Boost currently has about 10.5 million registered users, of which about 700,000 are active users. Assuming each of these customers leaves RM40 to RM50 idle in his or her e-wallet or digital bank account, it would amount to RM30 million to RM40 million.

“We will still remain in payment. Payment is important to acquire new customers and merchants. In Boost wallet, we have around 10.5 million customers, around half a million merchants, and we have already started lending. It has lent around RM2.5 billion-plus as credit to MSMEs (micro, small and medium enterprises),” says Vivek.

“So, [the e-wallet] becomes a channel for the digital bank. Similarly, the lending of RM2.5 billion, that whole [loan] book, will move to the digital bank. So, the digital bank will then start lending, but we will still use the digital wallet as a customer interface,” he explains.

Boost is the third-largest e-wallet player in Malaysia in terms of registered users, after TNG Digital Sdn Bhd and Grab Holdings Ltd.

Last year, TNG Digital registered a 10.7% increase in registered users to 18.6 million from 16.8 million in 2021, and increased its number of merchants to 727,000 from 557,000 as at end-2021.

CIMB Group, which owns 45% of TNG Digital, disclosed that annual transacting users grew 23% to 9.2 million last year, from 7.5 million in 2021.

While Grab did not disclose the breakdown of its geographical user numbers, it registered 32.7 million of total monthly transacting users last year, up from 28.1 million in 2021 and 27.7 million in 2020.

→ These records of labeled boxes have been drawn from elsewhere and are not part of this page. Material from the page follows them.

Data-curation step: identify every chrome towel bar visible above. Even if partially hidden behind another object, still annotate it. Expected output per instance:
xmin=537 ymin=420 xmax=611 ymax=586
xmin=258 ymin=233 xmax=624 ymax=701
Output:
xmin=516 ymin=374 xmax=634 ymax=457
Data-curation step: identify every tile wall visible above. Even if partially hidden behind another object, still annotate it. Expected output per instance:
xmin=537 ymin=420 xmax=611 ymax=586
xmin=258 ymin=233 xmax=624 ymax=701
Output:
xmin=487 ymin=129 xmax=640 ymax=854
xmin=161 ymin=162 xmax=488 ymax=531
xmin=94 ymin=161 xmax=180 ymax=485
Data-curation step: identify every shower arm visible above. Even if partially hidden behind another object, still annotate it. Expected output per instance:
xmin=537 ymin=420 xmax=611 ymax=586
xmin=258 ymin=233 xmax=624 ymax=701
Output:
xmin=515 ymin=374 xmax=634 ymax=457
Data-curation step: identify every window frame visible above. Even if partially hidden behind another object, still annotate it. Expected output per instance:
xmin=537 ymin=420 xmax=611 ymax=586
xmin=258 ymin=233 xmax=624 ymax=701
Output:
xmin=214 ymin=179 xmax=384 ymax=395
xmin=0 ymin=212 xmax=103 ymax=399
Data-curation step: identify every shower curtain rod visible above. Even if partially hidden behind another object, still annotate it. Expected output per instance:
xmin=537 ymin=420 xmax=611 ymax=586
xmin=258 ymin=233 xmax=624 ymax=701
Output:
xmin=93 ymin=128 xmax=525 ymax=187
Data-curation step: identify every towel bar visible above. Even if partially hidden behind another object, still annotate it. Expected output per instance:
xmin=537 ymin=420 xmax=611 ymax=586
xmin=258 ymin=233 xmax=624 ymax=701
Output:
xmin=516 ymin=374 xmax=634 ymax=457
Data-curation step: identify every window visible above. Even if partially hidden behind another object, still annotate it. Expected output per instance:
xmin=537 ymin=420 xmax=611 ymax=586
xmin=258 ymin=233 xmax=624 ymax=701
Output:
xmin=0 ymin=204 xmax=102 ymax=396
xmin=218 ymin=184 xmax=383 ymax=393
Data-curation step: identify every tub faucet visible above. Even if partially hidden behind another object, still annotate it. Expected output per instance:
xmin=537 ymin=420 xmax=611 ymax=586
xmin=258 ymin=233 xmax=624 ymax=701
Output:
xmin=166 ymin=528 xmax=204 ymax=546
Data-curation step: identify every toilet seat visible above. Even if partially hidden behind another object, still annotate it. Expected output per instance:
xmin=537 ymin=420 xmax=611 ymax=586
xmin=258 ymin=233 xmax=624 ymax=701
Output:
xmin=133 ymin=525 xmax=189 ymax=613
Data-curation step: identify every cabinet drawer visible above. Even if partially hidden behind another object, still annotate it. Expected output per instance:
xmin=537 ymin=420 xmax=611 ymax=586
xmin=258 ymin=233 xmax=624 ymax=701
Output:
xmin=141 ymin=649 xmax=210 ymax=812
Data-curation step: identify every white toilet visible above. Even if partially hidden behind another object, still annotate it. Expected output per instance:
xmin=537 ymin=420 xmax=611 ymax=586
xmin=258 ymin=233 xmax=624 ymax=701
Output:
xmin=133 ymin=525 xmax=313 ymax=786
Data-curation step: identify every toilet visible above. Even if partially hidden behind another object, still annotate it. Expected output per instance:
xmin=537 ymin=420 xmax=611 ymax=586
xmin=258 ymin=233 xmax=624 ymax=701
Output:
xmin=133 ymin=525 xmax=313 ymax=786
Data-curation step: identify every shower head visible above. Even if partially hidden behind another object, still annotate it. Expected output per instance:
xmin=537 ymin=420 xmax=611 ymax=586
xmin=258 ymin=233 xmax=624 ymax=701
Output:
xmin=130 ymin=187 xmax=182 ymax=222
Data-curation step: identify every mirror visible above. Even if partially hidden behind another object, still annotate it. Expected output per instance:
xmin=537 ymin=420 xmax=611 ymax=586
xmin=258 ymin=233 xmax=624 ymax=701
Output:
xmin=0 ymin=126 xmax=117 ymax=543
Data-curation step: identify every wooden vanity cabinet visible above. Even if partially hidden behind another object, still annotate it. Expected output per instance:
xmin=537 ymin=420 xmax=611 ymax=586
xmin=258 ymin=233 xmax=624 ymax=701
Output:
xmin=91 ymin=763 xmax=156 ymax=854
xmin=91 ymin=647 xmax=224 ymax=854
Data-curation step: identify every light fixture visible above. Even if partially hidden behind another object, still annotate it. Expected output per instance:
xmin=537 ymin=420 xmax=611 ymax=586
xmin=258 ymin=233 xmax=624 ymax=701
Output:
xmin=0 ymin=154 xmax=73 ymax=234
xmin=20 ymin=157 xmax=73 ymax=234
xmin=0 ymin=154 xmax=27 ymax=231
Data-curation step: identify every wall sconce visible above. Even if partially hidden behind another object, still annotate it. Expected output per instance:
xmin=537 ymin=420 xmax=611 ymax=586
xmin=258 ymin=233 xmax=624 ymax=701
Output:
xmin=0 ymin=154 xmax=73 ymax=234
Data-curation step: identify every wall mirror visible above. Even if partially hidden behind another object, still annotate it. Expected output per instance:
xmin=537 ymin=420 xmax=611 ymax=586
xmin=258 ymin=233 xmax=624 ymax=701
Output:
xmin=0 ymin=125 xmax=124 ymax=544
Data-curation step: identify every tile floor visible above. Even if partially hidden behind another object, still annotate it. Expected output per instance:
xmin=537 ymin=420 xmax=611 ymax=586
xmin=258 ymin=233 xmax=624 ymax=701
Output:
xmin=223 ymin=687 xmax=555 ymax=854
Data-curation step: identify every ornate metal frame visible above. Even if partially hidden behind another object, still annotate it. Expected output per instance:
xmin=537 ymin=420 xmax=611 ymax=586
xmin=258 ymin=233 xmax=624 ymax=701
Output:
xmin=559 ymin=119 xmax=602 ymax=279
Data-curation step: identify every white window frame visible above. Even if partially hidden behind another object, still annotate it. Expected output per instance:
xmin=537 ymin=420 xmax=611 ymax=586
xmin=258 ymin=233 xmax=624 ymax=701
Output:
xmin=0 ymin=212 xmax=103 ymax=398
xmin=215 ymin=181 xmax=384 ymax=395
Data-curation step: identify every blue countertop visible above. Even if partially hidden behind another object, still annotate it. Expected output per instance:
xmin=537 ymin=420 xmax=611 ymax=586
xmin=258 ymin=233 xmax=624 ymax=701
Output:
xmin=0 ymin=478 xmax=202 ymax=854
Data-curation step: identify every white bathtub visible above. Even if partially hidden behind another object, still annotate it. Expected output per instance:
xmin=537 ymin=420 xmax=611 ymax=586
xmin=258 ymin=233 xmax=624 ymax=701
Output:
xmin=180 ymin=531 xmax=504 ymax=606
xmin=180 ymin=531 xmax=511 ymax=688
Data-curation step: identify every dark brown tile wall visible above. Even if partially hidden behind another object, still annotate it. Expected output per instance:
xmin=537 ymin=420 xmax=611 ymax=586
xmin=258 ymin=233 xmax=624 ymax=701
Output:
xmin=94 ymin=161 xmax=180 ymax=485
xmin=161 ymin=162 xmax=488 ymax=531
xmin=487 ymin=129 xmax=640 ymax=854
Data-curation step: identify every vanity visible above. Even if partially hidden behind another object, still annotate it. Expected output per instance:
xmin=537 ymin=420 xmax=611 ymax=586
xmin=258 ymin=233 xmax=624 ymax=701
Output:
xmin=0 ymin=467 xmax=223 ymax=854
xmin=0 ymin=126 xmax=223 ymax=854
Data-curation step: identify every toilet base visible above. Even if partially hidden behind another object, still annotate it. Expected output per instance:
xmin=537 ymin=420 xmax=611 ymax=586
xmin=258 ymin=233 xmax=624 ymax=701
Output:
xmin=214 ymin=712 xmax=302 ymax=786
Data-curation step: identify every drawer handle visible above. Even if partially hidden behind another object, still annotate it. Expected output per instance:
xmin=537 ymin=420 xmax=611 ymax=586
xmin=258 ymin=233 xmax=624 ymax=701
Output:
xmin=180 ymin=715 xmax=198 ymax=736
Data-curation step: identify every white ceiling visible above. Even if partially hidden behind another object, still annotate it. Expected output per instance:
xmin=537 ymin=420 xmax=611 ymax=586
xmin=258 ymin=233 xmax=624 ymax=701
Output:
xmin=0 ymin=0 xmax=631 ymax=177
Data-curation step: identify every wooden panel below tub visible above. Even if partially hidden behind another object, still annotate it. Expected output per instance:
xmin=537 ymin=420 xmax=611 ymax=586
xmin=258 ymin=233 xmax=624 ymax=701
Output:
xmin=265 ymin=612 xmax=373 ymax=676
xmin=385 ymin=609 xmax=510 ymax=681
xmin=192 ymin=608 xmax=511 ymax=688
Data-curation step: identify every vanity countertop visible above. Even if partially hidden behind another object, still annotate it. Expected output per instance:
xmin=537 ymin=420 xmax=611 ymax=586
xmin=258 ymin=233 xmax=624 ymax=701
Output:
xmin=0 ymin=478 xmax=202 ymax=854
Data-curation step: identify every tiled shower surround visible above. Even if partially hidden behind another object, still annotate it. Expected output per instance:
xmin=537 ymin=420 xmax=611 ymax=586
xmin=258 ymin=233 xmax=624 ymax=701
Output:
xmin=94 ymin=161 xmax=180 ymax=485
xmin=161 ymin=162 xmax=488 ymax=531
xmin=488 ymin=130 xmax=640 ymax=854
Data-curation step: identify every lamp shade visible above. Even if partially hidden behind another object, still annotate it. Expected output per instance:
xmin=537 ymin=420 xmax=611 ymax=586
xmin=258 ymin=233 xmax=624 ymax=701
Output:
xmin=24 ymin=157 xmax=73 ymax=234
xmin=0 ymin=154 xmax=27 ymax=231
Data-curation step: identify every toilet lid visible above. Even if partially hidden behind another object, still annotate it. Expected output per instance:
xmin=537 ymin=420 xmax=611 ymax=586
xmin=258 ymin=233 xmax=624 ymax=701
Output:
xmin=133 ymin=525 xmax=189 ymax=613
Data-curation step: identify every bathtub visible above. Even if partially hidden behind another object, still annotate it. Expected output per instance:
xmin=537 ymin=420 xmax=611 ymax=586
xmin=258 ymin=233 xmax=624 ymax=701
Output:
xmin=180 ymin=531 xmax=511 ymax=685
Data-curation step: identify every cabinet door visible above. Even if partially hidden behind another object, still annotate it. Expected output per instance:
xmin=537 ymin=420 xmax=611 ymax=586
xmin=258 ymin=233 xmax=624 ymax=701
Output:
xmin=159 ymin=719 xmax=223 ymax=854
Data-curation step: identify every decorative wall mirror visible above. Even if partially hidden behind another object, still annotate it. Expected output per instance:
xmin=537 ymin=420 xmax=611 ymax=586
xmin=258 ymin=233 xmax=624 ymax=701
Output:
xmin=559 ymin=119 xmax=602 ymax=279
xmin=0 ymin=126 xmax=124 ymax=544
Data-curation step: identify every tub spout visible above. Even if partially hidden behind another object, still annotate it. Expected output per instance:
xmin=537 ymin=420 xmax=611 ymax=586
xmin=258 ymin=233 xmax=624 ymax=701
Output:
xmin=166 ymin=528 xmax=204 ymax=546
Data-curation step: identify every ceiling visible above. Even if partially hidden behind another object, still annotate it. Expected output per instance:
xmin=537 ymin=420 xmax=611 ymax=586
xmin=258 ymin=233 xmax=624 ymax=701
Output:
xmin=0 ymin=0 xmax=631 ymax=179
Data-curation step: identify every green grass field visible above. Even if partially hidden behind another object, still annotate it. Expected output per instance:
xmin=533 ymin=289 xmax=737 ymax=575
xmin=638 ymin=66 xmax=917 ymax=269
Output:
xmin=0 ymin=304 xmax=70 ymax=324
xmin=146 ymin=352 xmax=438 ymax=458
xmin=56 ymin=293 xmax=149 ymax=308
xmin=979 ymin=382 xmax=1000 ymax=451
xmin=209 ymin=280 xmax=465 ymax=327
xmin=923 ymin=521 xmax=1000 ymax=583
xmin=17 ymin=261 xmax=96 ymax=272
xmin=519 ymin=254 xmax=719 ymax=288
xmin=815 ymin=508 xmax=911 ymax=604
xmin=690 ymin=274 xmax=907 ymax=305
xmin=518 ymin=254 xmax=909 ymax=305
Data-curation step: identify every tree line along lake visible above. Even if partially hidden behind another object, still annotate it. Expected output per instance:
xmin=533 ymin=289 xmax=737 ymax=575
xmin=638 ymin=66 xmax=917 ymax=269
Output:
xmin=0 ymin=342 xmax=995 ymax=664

The US-listed firm reported revenue of US$1.43 billion in 2022, with over one-third or 35.5% coming from Malaysia, being the largest contributor. It was followed by Singapore (21.1%), Indonesia (19.2%), the Philippines (8.7%) and Thailand (7.6%), while the rest of Southeast Asia contributed 7.9%.

Although digital businesses may seem small in the context of Axiata group’s market capitalisation of RM24.3 billion, Vivek says the individual valuation is significant.

“It looks small, but we have recently done a round of valuation. ADA (Axiata Digital & Analytics Sdn Bhd) for example, [its valuation] is around US$500 million to US$600 million. Similarly, with the digital bank coming in, Boost is I think around US$400 million to US$450 million,” he adds.

Combined, Axiata’s equity value in these digital businesses would be worth some US$700 million, or about RM3.27 billion, says Vivek.

ADA, a digital marketing services provider, is 63.5%-owned by ADS while Softbank Corp holds a 23% stake and Sumitomo Corp, the remaining 13.5%.

Unlike Boost, ADA is already profitable. SSM data shows that its profit after tax jumped nearly 10 times to RM53.73 million for FY2021, from RM5.52 million in FY2020, while revenue nearly doubled to RM889.70 million from RM459.72 million.